…Salas decided to go undercover with his hidden cameras after the bombings that killed 191 people on Madrid commuter trains on 11 March 2004. He had been as stunned as other Spaniards by the blasts, despite the country’s experience of Basque terrorist group Eta. “I wanted to know what goes through the mind of a person who is capable of killing for an ideology.”
Salas’s previous undercover investigations – as a skinhead supporter of Real Madrid football club, and in the world of prostitute-trafficking – had taken him to the heart of some of the most violent groups in Spain. “My aim was to understand terrorism in the same way that I came to understand skinheads or prostitute-traffickers.”

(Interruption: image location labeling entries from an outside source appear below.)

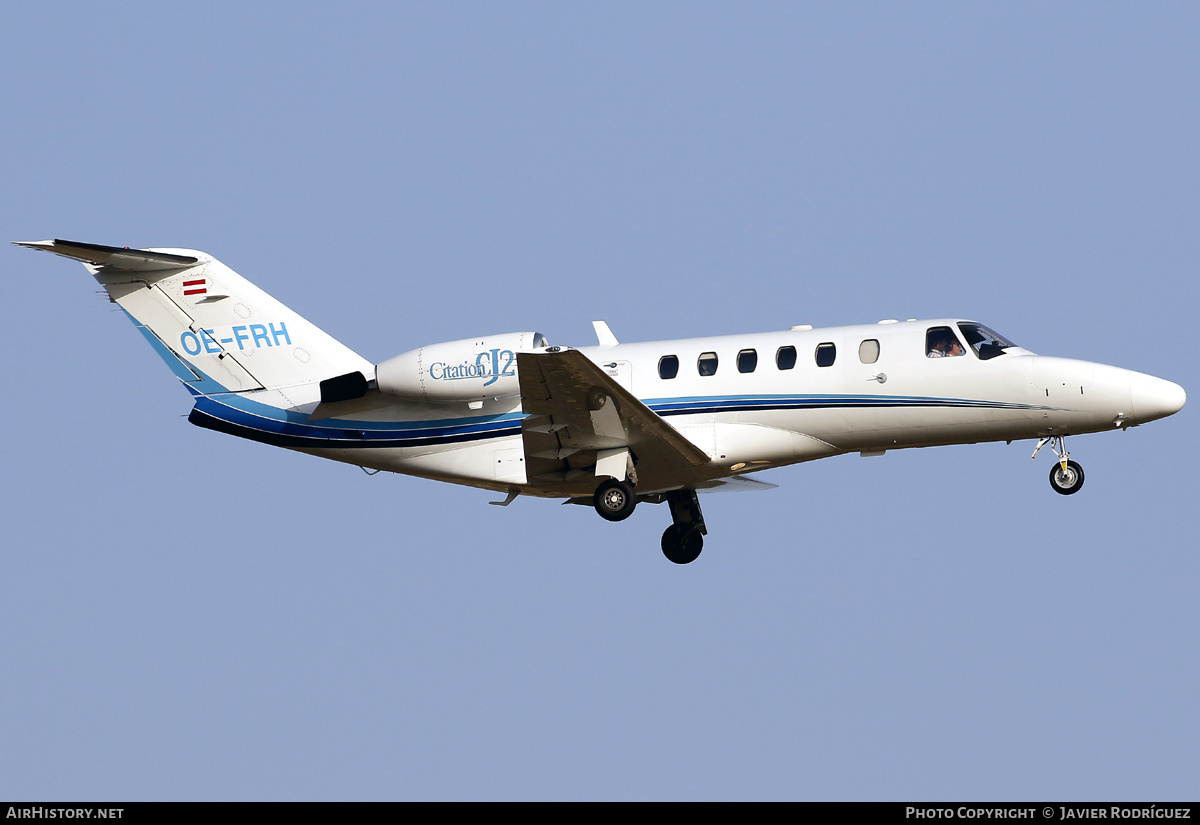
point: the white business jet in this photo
(611, 425)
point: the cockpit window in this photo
(985, 343)
(942, 343)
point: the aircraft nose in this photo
(1155, 398)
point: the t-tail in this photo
(225, 338)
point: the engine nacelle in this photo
(466, 371)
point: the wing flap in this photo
(579, 415)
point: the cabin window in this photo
(826, 355)
(669, 366)
(942, 343)
(785, 359)
(748, 360)
(869, 350)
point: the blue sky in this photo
(186, 615)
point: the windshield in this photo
(985, 343)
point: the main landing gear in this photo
(682, 542)
(615, 500)
(1066, 476)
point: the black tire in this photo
(682, 543)
(1066, 482)
(615, 500)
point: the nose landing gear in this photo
(1066, 476)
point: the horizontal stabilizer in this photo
(113, 257)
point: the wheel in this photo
(615, 500)
(682, 543)
(1066, 481)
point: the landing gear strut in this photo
(1066, 476)
(684, 539)
(615, 500)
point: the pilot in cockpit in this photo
(941, 343)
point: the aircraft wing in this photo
(582, 425)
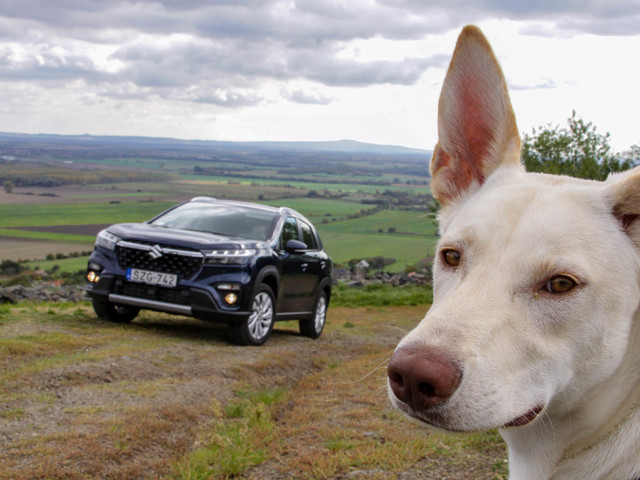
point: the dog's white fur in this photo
(519, 346)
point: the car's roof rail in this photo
(203, 199)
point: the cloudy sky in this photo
(367, 70)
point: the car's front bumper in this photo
(190, 301)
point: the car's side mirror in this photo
(294, 246)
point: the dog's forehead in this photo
(529, 207)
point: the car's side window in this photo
(308, 237)
(289, 231)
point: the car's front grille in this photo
(158, 258)
(180, 295)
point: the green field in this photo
(346, 225)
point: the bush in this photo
(24, 279)
(379, 295)
(9, 268)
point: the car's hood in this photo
(180, 238)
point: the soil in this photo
(128, 402)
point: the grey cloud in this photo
(221, 51)
(306, 97)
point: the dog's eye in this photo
(560, 284)
(451, 257)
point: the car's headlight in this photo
(107, 240)
(229, 257)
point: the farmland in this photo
(364, 204)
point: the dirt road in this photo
(83, 399)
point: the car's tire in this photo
(114, 313)
(312, 327)
(256, 329)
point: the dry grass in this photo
(170, 398)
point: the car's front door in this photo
(297, 280)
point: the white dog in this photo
(535, 324)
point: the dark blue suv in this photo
(245, 264)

…Salas picked the Venezuela of President Hugo Chávez as his base. “I had been told Venezuela was a mecca of international terrorism,” he says. “The Farc group from Colombia was there, as were people from Eta.” Numerous other small revolutionary groups had also set up under Chávez’s benevolent gaze. There, in what the New Yorker journalist Jon Lee Anderson calls “the parallel reality that is the Bolivarian Republic of Venezuela today”, Salas established himself as yet another niche radical – flying the flag for Palestine and running a local branch of Hezbollah. More importantly, he got close to the family of Ilich Ramírez Sánchez – Carlos the Jackal.
…By tracking the Arabic news channel al-Jazeera, Venezuelan TV and the internet for mentions of The Jackal, Salas discovered that Chávez himself was one of his biggest fans. “For him, Carlos is not a terrorist but a revolutionary – a model internationalist, like Che Guevara. Just as Che went to fight for other peoples, so Ilich went to fight for the Palestinians. Whenever Chávez mentioned The Jackal, I would record it and send it to him, which he loved.”
Not that Salas agrees with Chávez’s view of The Jackal. “He is considered responsible for 82 killings; I don’t call that being a revolutionary. I call him a terrorist.” – though he would probably not, he admits, use the term to his face. “It helps that he is in jail.”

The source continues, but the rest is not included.